Father of Marysville school shooter appeals firearms conviction
SEATTLE — The lawyer for the father of the Washington teenager who fatally shot his classmates in a high school cafeteria in 2014 asked a federal appeals court on Wednesday to throw out the father’s conviction for illegally possessing firearms.
John Henry Browne told a three-judge panel from the 9th U.S. Circuit Court of Appeals that prosecutors failed to prove Raymond Fryberg, 43, was served a 2002 domestic violence protection order, which would have prohibited him from possessing firearms.
Browne told the judges Fryberg successfully passed several background checks, including one for a concealed-weapons permit, which shows that he didn’t know he was not supposed to have guns.
But Assistant U.S. Attorney Bruce Miyake argued Fryberg was in court in 2012 for violating the protection order, so he knew about the prohibition. Mikyake said Fryberg lied when he didn’t disclose the protection order when buying his guns.
Fryberg’s 15-year-old son Jaylen used one of his father’s firearms to kill four friends and then himself at Marysville-Pilchuck High School north of Seattle.
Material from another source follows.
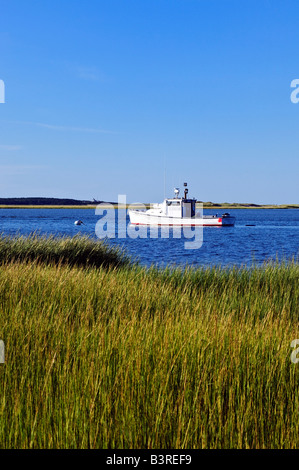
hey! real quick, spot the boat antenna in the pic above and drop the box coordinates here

Raymond Fryberg did not face any charges related to the school shooting, but was charged and convicted of illegally possessing firearms. He was sentenced in 2016 to two years in federal prison. He’s scheduled to be released Nov. 11, 2017.
During Wednesday’s hearing, Judge Susan Garber focused her questions on another of Browne’s claims — that the civil protection order unconstitutionally striped Fryberg of his Second Amendment right to bear arms for life.
Browne argued that civil protection orders infringe on a person’s constitutional right to have firearms, and the 9th Circuit court has never addressed the issue.
Garber said a statue that allows a tribal court to deprive someone of his Second Amendment rights “strikes me as a serious issue.” Browne said it’s a national issue that will likely end up in the U.S. Supreme Court.
Other questions centered on whether Fryberg was served that first domestic violence protection order.
His former girlfriend and the mother of their child had secured the order in the Tulalip Tribal Court in 2002, Browne said. The woman’s brother worked for the tribal police and said he served Fryberg the order. But the brother died before Fryberg’s trial, so he could not be questioned.
Browne said the order was never served. It states that violation of the order will result in jail time. Browne said that was motivation to not serve it.
Judge Andrew Hurwitz asked, “you can’t trust this because the guy was the brother-in-law of the wife?”
Miyake said the argument doesn’t hold because Fryberg was convicted of violating the order in 2012 and he never raised the issue of not being served.
“He indicated that he had been served nine or 10 years earlier,” Miyake said, but acknowledged that “it’s not crystal clear” that he was ever handed the order.
Browne also argued Fryberg’s federal trial should have been moved to San Francisco or Los Angeles. There were people on the jury who had children at the Marysville high school, he said after the hearing. That deprived Fryberg of a fair trial, he said.
Judge Sandra Ikuta pointed out that there were only a few months between the shooting and the trial and asked if it was an abuse of the judge’s discretion to not change the venue.
Miyake said they started with 51 jurors, questioned 22 and released those who said they couldn’t be fair.
“The size of the jury pool weighed strongly in our favor,” he said.
The judges said they would issue a ruling at a later date.